Veículos leves puxam o avanço
O principal impulso deve vir dos veículos leves. A Anfavea estima elevação de 3,8% na fabricação de automóveis e comerciais leves neste ano. Para o licenciamento desses modelos, a entidade prevê aumento de 2,7%.
“Otimismo contido”
Durante coletiva em São Paulo, o presidente da Anfavea, Igor Calvet, classificou o cenário como um período de “otimismo contido”. Ele apontou fatores geopolíticos que podem afetar a cadeia de suprimentos e lembrou que 2026 antecede a entrada em vigor da reforma tributária. Por essa razão, a associação pretende revisar as projeções a cada trimestre.
Desempenho de 2025
No ano passado, a produção nacional somou 2,6 milhões de unidades, alta de 3,5% sobre 2024, mantendo o Brasil na oitava posição entre os maiores produtores globais.
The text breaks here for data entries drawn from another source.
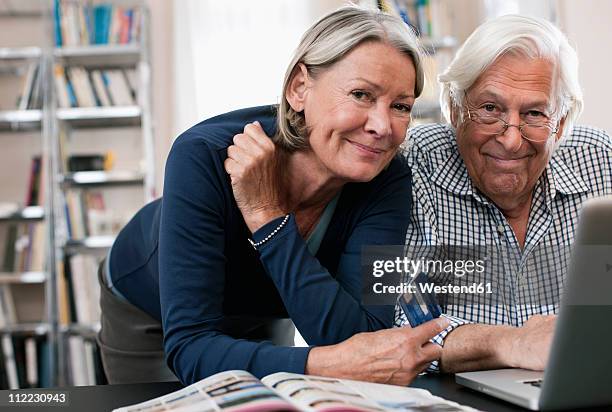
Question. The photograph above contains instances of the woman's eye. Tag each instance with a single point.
(405, 108)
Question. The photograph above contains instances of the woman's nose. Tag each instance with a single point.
(379, 121)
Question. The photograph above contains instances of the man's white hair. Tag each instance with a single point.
(528, 36)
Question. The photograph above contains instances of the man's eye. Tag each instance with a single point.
(361, 95)
(489, 107)
(535, 113)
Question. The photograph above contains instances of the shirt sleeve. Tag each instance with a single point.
(191, 275)
(327, 309)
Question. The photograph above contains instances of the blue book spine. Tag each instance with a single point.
(130, 15)
(108, 15)
(87, 11)
(71, 95)
(57, 18)
(68, 223)
(102, 16)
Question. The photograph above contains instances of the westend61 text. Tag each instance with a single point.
(402, 288)
(415, 266)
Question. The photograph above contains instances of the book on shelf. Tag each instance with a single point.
(21, 86)
(428, 18)
(23, 243)
(81, 87)
(87, 215)
(83, 291)
(240, 391)
(83, 23)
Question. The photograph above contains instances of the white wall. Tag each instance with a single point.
(162, 72)
(587, 24)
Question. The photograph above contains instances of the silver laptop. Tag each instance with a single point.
(579, 370)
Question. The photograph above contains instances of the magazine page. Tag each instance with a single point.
(231, 391)
(327, 394)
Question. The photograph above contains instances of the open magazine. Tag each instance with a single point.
(240, 391)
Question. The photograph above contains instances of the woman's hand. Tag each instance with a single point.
(253, 165)
(394, 356)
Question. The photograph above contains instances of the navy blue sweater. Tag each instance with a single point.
(186, 260)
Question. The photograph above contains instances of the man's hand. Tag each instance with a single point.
(529, 345)
(394, 356)
(479, 347)
(253, 165)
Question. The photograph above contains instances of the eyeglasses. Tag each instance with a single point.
(534, 131)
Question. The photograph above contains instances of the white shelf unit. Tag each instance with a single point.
(34, 122)
(79, 124)
(48, 122)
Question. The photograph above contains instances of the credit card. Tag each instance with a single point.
(419, 307)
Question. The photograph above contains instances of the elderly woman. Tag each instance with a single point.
(253, 230)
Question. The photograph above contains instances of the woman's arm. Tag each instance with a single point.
(326, 309)
(192, 274)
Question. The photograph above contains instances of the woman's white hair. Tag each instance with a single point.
(531, 37)
(328, 41)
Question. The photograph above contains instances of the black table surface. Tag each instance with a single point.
(108, 397)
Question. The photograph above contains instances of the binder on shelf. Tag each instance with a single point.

As vendas alcançaram 2,69 milhões de veículos, avanço de 2,1%, resultado que garantiu o sexto lugar no ranking mundial de mercado.
Ainda que positivos, os números ficaram abaixo das estimativas iniciais da entidade, que previa crescimento de 7,8% na produção e de 5% no licenciamento para 2025. “Tivemos um ano de muita instabilidade, com questões geoeconômicas e elevação da taxa de juros de 12% para 15%”, explicou Calvet.
Exportações e importações
As exportações fecharam 2025 com alta de 32,1%, totalizando quase 529 mil veículos. O envio para a Argentina avançou 85% em relação a 2024. Para 2026, a expectativa é de expansão mais modesta, de 1,3%.
As importações cresceram 6,6% no ano passado, impulsionadas pela entrada de veículos de países sem acordo de livre-comércio com o Brasil, especialmente a China, que respondeu por 37,6% dos 498 mil veículos importados. A Anfavea acredita que esse volume tende a cair em 2026, já que novos fabricantes começam a produzir localmente.
Reforma tributária e novos mercados
A indefinição sobre as alíquotas que incidirão sobre o setor após a reforma tributária preocupa a indústria, afirmou Calvet. Segundo ele, a dificuldade de planejamento é agravada pela necessidade de ampliar acordos comerciais e retomar espaço em mercados como Argentina e Colômbia.
Segmento de caminhões sob pressão
O segmento de caminhões registrou queda de 46,4% na produção e de 9,2% nos emplacamentos em 2025. Para o presidente da Anfavea, a retração reflete juros altos e a forte ligação do segmento com o Produto Interno Bruto (PIB). “O programa Move Brasil, que oferece crédito com condições favoráveis para compra de caminhões, deve ajudar a conter essas perdas”, destacou.
Com ajustes periódicos nas projeções e atenção às variáveis econômicas, a entidade mantém a expectativa de avanço moderado para 2026, sobretudo impulsionado pelos veículos leves e pelo possível arrefecimento das importações.